The potential effectiveness of tolvaptan independent of cardiac disease in critically ill patients: A retrospective observational study

Author:

Yamazaki Yuma1,NIWA HIDETOMO1ORCID,Ishiyama Erina1,Hori Mirei1,Sugo Yuki1,Hirota Kazuyoshi1

Affiliation:

1. Hirosaki University School of Medicine Graduate School of Medicine: Hirosaki Daigaku Igakubu Daigakuin Igaku Kenkyuka

Abstract

Abstract Background: The selective arginine vasopressin 2 receptor antagonist tolvaptan has been demonstrated to increase the urine volume of patients with cardiac issues. We investigated the potential diuretic effectiveness of tolvaptan independent of cardiac disease in critically ill patients. Patients and Methods: This was a single-center (teaching hospital) retrospective observational study. We analyzed the data of the hospital's critically ill adult patients (n=477) including non-cardiac as well as cardiac populations who had an ICU stay ≥4 days in 2019–2020 and who did not undergo permanent renal replacement therapy before their ICU admission. We investigated the independent effects of tolvaptan use on the primary endpoint (increased urine volume) and a secondary endpoint (time-course changes in patients' serum creatine [sCr] values), adjusted for confounders (patients' disease severity, comorbidities including cardiac disease, and diuretics used), by applying two statistical models: (i) a multivariate logistic regression model to estimate the predictors independent of cardiac disease for the patients whose daily urine volume had increased by >twofold compared to the minimal value, and (ii) a generalized estimating equation model to estimate tolvaptan's effect independent of cardiac disease on time-course changes in the sCr level.

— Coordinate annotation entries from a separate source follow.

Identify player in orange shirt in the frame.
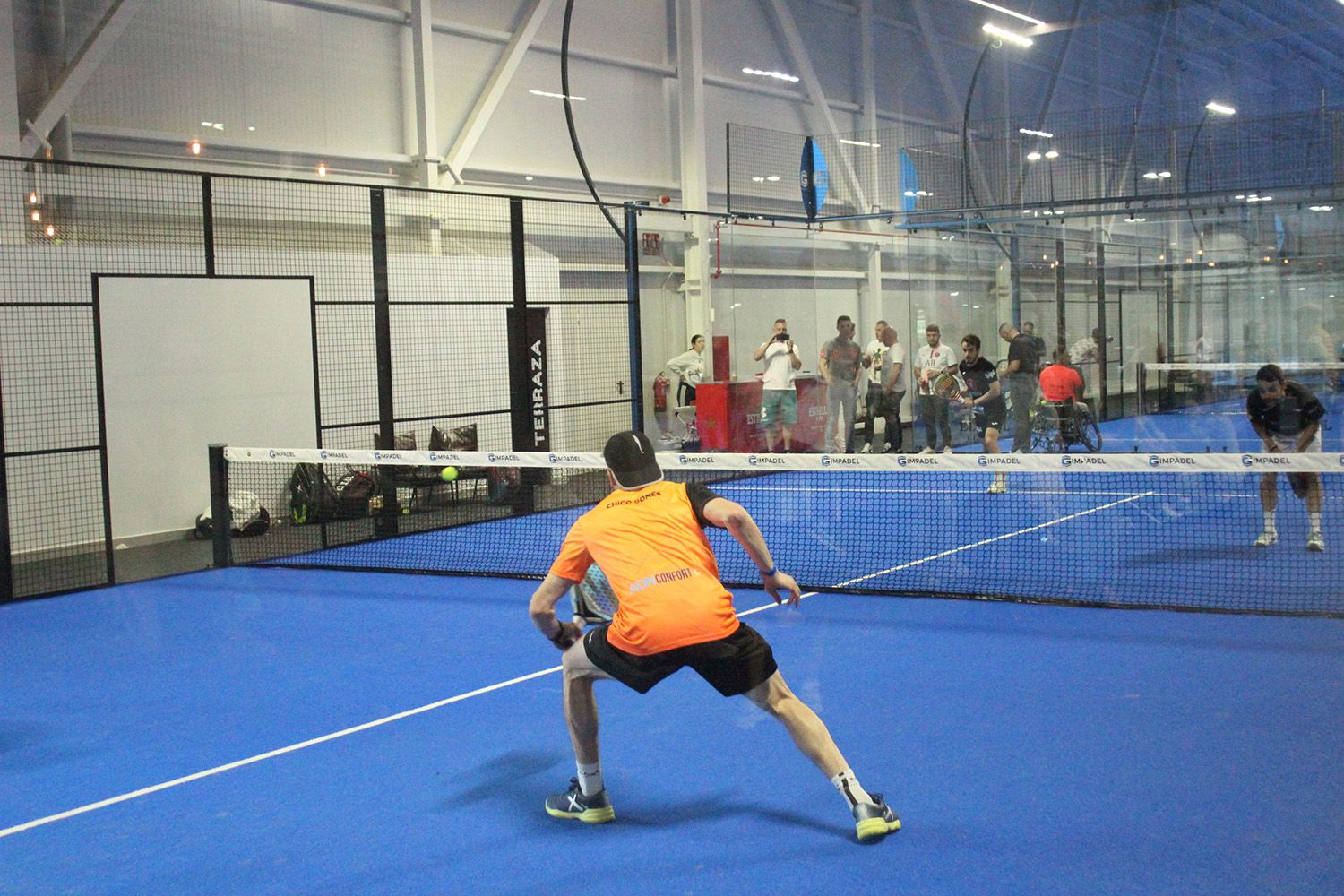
[529,433,900,841]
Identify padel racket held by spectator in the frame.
[933,372,965,401]
[570,563,621,625]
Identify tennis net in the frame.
[217,447,1344,616]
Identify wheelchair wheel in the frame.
[1031,411,1055,452]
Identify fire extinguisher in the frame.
[653,372,671,412]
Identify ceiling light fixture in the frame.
[981,22,1035,47]
[970,0,1038,25]
[742,68,798,83]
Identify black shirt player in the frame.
[957,334,1008,495]
[1246,364,1325,551]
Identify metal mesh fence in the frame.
[0,161,204,597]
[728,110,1344,226]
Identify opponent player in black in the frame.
[1246,364,1325,551]
[957,333,1008,495]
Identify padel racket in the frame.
[570,563,621,625]
[933,371,965,401]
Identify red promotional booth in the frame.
[695,376,827,454]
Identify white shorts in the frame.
[1271,428,1322,454]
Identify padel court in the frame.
[0,561,1344,893]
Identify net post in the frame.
[368,186,400,538]
[209,444,234,570]
[0,370,13,603]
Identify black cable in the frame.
[561,0,625,243]
[1180,110,1209,256]
[961,39,1013,261]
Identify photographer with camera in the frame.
[752,317,803,452]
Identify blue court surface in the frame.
[0,568,1344,895]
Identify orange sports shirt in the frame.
[1040,364,1083,401]
[551,481,739,657]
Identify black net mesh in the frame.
[228,449,1344,614]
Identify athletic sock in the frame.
[578,762,602,797]
[831,767,873,809]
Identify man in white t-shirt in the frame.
[857,321,887,452]
[916,323,959,454]
[752,317,803,452]
[820,314,863,454]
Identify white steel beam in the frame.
[0,0,23,156]
[411,0,440,186]
[440,0,551,185]
[19,0,144,156]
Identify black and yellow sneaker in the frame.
[546,778,616,825]
[849,794,900,844]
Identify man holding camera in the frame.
[752,317,803,452]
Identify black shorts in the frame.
[976,401,1008,438]
[583,622,780,697]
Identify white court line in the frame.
[0,492,1155,837]
[0,667,561,837]
[833,492,1158,589]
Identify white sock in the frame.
[831,767,873,809]
[578,762,602,797]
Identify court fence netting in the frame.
[211,446,1344,616]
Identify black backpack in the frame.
[289,463,340,525]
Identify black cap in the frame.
[602,431,663,489]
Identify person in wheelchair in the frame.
[1040,350,1091,446]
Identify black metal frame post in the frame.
[625,202,644,433]
[0,370,13,603]
[1055,237,1069,352]
[201,175,215,277]
[368,186,401,538]
[209,444,234,570]
[507,196,540,513]
[1093,227,1110,420]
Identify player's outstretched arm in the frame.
[527,573,583,650]
[703,498,803,607]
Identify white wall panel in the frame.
[72,0,403,151]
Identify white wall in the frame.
[99,277,317,541]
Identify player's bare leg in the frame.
[546,641,616,823]
[745,672,900,841]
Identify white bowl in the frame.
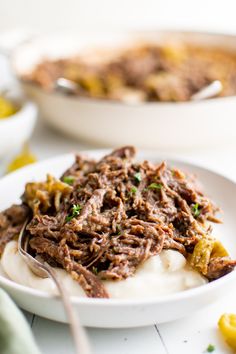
[0,101,37,157]
[0,151,236,328]
[12,31,236,150]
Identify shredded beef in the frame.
[0,146,236,297]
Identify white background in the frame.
[0,0,236,32]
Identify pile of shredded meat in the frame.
[23,43,236,103]
[0,146,236,297]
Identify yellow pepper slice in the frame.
[218,313,236,350]
[190,237,229,275]
[7,144,37,173]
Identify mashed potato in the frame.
[1,241,207,299]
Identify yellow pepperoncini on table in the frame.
[218,313,236,352]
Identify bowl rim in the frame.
[0,149,236,307]
[0,99,38,128]
[10,28,236,108]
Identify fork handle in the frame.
[44,263,92,354]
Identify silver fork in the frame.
[18,219,92,354]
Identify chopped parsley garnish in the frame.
[63,176,75,186]
[66,204,82,222]
[130,186,137,194]
[192,203,201,218]
[206,344,216,353]
[148,183,163,190]
[134,172,142,183]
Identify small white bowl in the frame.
[0,101,38,157]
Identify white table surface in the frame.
[14,122,236,354]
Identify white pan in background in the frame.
[12,31,236,150]
[0,151,236,328]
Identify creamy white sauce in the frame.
[1,241,207,299]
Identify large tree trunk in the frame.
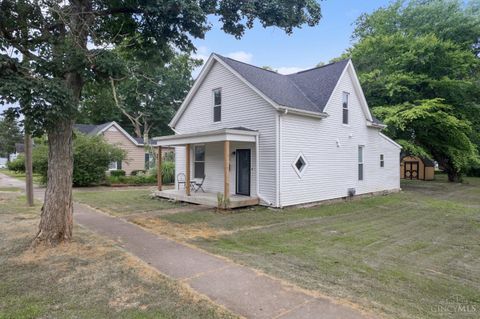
[34,120,73,245]
[447,170,462,183]
[34,0,93,245]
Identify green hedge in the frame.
[110,169,126,177]
[107,162,175,185]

Results: Tolvaptan use was a significant predictor independent of cardiac disease for increased urine volume (odds ratio [OR] 1.86, 95%CI: 1.13–3.06, p=0.015). In contrast, cardiac disease was asignificant independent predictor of decreased urine volume (OR 0.58, 95%CI: 0.37–0.90, p=0.016). Tolvaptan use was not significantly associated with time-course changes in the sCr level: beta estimator [95%CI], 0.07 [−0.01 to 0.15], p=0.08. Conclusions: Tolvaptan use was a significant predictor — independent of cardiac disease — for increased daily urine volume in this critically ill population. After adjustment for cardiac disease, tolvaptan was not associated with time-course changes in the patients' sCr levels during their intensive care. Trial registration: Not applicable.